After Grampa died and his service was complete, his casket stacked in storage, the family convened at Gramma’s house for supper, and the wake. There was loads of food, of course; where it all came from is beyond me. Both my grandmothers were active in the Catholic Woman’s League, so I suppose the CWL pitched in to feed 50ish people. Beer and wine were served, liberally. It was 1980, and my relatives drank more than now, I believe. Not me, I was 15. Had I drank by then? What do you think? I’m from Northern Ontario. Most teens I knew had drank a beer, by then. But publicly, under the gaze of my relatives, not a chance. Not at first, anyway.
Someone suggested for us to play cards, poker, if I remember correctly. I ask you, who plays poker at a wake? A group collected around the kitchen table, and Uncle Frank asked Keith and I if we wanted to play. I begged off, telling Uncle Frank that I didn’t have a clue how to play poker, but Uncle Frank insisted, telling us that he'd “help.” That he'd explain the game to us. So, we agreed. We wanted to hang out with the adults, to finally graduate from the kids’ table. We sat at the foot of the table, at Gramma’s end by the kitchen, Uncle Frank between us. Keith held the cards. I leaned in to see them. I took care of the money.

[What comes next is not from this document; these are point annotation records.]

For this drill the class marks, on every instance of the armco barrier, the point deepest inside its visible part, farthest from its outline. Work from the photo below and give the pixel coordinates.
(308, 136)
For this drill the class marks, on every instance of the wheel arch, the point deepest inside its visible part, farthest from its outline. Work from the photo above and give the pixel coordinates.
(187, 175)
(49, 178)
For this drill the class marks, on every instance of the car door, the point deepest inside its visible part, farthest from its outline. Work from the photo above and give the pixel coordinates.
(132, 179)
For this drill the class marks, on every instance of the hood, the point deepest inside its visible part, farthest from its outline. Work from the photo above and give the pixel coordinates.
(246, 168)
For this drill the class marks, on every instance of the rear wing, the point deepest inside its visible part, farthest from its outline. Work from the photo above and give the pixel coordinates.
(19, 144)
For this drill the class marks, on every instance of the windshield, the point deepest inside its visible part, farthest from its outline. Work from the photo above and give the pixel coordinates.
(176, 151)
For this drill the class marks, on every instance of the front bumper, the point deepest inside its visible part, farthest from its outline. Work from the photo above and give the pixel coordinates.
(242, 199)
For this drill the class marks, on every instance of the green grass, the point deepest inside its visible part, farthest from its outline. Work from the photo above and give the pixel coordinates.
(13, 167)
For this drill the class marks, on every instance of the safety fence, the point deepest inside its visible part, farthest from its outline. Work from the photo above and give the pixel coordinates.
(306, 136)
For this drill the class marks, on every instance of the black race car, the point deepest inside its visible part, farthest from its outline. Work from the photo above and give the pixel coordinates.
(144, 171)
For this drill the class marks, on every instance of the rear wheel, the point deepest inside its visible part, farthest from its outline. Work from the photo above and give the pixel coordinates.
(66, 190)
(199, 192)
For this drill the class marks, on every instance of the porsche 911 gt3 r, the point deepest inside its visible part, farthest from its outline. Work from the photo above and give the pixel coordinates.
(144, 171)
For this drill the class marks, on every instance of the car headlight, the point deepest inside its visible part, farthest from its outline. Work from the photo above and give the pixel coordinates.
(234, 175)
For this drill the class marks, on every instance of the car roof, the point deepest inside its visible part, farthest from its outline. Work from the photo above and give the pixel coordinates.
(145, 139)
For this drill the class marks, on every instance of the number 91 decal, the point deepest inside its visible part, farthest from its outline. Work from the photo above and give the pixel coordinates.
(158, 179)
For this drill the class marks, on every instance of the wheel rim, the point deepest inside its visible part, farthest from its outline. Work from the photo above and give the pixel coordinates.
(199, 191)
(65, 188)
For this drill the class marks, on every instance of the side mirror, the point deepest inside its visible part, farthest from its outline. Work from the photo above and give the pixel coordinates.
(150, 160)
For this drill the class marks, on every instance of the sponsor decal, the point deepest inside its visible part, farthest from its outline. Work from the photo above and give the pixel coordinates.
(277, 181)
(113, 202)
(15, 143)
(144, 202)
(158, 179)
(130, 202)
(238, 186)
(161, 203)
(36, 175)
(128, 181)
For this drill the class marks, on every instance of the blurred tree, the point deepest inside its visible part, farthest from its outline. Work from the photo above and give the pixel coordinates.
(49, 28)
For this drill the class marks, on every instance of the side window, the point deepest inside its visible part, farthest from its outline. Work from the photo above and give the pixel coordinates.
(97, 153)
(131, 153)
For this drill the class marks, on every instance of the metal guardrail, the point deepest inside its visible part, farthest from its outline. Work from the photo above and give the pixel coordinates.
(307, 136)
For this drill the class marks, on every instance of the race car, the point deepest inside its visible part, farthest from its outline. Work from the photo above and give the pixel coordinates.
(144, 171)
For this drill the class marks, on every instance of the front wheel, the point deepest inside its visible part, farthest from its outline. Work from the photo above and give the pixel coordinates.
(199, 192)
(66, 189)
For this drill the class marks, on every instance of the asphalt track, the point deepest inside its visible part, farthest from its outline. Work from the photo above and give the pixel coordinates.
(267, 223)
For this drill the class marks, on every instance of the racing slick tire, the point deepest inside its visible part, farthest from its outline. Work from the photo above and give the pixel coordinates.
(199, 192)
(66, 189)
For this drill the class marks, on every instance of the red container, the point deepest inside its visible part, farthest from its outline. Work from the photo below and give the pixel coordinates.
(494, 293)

Uncle Frank was the one actually playing. Obviously. He’d ask us what we thought, how many cards we should discard, and so on. But when it came time to actually discard, it was Uncle Frank who pointed out which cards to keep, and more importantly, what to bet, and when to fold.

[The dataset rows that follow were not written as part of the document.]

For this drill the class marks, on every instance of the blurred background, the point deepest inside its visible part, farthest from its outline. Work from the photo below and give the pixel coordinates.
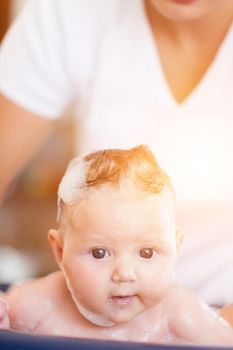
(30, 203)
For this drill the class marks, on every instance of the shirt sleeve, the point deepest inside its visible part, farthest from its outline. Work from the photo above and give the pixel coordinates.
(33, 67)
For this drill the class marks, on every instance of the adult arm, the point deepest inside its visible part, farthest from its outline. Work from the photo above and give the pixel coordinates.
(21, 134)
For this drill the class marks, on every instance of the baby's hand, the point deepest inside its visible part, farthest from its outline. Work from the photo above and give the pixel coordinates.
(4, 318)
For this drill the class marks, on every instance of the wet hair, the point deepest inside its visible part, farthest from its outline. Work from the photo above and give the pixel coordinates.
(112, 167)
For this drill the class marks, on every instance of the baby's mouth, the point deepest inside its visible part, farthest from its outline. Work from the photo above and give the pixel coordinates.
(120, 300)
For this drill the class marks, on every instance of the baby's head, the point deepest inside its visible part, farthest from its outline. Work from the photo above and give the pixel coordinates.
(117, 241)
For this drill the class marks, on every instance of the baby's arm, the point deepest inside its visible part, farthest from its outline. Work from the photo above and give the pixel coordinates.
(4, 318)
(28, 306)
(227, 313)
(195, 322)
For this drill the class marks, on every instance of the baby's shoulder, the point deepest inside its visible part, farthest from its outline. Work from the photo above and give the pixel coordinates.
(187, 312)
(32, 301)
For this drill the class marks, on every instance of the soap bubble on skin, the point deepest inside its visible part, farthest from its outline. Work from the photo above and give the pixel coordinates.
(72, 185)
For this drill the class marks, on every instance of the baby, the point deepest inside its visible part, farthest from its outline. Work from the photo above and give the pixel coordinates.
(116, 247)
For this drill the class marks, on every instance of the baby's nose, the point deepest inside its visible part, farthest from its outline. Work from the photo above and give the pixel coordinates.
(124, 271)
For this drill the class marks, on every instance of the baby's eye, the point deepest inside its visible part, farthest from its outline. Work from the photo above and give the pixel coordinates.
(99, 253)
(147, 253)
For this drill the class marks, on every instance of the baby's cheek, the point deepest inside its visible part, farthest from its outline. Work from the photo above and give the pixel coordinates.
(156, 280)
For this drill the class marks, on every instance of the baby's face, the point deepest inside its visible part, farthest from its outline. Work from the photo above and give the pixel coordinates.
(119, 255)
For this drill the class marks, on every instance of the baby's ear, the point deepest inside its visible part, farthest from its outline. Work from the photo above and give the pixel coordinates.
(56, 242)
(179, 238)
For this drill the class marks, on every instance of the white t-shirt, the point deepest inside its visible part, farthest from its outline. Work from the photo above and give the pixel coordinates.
(100, 56)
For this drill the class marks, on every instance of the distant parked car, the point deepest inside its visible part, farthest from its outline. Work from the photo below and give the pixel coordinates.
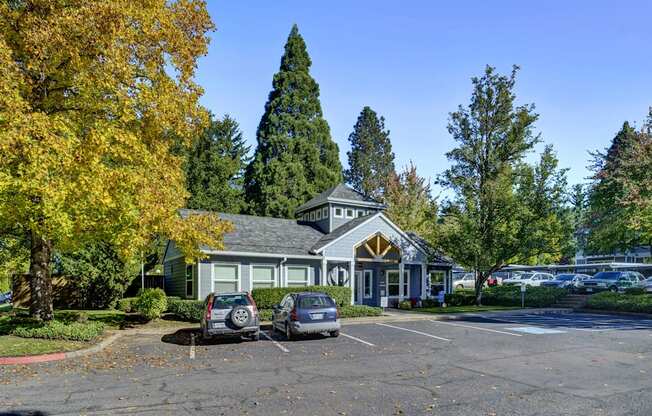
(306, 313)
(614, 281)
(566, 280)
(528, 279)
(5, 298)
(464, 281)
(230, 315)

The game was small stakes, nickels, dimes, the pot rarely rising above two bucks. Keith and I were up; I doubt we were the big winners, hand by hand, or even throughout. But we were definitely up, the small stack of coins before us steadily growing. We were thrilled.

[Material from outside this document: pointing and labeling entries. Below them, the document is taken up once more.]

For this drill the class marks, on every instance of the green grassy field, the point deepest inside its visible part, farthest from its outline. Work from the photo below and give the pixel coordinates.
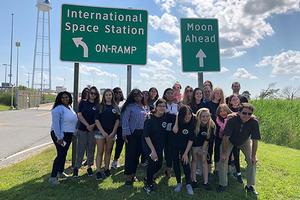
(278, 177)
(3, 107)
(279, 121)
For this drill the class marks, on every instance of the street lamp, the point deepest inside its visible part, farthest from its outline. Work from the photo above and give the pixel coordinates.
(18, 44)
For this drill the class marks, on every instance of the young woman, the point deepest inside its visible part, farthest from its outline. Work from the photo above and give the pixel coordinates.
(153, 96)
(234, 105)
(118, 97)
(181, 144)
(133, 117)
(155, 129)
(197, 100)
(87, 111)
(217, 98)
(63, 126)
(222, 117)
(107, 123)
(187, 95)
(204, 131)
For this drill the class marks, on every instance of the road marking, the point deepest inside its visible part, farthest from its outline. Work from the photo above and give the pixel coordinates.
(24, 151)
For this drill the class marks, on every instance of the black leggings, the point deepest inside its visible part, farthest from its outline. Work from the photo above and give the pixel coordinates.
(176, 154)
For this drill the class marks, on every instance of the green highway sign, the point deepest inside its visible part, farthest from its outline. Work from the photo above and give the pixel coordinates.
(200, 45)
(103, 35)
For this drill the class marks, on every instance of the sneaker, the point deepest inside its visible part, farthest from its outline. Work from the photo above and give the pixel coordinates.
(89, 171)
(107, 173)
(251, 189)
(240, 179)
(207, 187)
(63, 175)
(99, 176)
(75, 172)
(53, 181)
(114, 164)
(195, 184)
(178, 187)
(189, 189)
(148, 188)
(221, 188)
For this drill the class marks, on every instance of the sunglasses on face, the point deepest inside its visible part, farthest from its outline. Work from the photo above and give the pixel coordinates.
(246, 113)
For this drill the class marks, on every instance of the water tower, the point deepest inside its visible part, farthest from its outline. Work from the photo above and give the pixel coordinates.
(41, 74)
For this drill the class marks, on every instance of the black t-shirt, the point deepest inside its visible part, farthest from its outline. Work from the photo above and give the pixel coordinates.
(185, 133)
(108, 117)
(240, 132)
(88, 110)
(201, 137)
(157, 129)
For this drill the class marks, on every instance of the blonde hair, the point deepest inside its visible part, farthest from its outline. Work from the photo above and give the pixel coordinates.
(210, 125)
(222, 100)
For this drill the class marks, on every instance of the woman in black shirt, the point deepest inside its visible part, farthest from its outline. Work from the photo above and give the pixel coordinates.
(107, 122)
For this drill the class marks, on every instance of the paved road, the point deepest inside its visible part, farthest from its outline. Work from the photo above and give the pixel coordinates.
(23, 129)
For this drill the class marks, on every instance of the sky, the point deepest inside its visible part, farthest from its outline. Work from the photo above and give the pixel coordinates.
(259, 44)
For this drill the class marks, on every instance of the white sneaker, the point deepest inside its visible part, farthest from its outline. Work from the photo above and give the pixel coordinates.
(189, 189)
(114, 164)
(178, 187)
(53, 181)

Someone suggested that Keith and I were old enough to have a beer with the family. I looked up at my Dad, up at the head of the table. He nodded, so I had one. Not used to drinking, I sipped at it. It rose to my head fairly quickly, so I didn’t drink much, or that quickly. Not so others around the table. It was a funeral, after all. For some, their father had just been “buried.” Emotional states were fragile at best.
“Keith and I” won yet another hand. We whooped it up, I gathered in the next haul, and we laughed.
And then it happened. We were accused of cheating. Cheating?! How could we be cheating? We didn’t have a fucking clue what we were doing. Uncle Frank was running the show. But Keith held the cards, and dealt them when our turn came. And I collected the money.
Keith and I were dumbfounded. Uncle Frank told everyone to calm down. But they didn’t. Tension rose. Voices rose. And our accuser advanced on us. Uncle Frank rose up and stood before Keith and I, but come on, Uncle Frank was about 80, and not a big man by anyone’s imagination. A slight breeze might have floored him. My father shouldered his way between us and our accuser. They were nose to nose. Shoving began. Bodies entered the fray.
But before fists flew, the women were rushing into the room, and my grandmother was between the combatants, holding them apart at arm’s length. Giving them hell, telling them to grow up and behave themselves. And they regressed into little boys, staring at their feet. Eventually separated.
There were muted conversations, much milling about, more than a few tears welled up and the sobbing was renewed, here and there, then everywhere. The gathering began to break apart after that.
My mother rushed us into our coats. I didn’t want to go. I’d been given my first family beer and had been having a good time up till then, and I didn’t want to be separated from Keith, whom I’d begun to see less and less of. I was also drunk. And I think my mother knew that.
Herded into the car, she drove us back to Nanny’s. She set me aside, consoled me. I wanted to push her away. I was an adult, now, for Christ’s sake!
In the quiet of Nanny’s house, I began to cry, then to sob uncontrollably for the first time that day.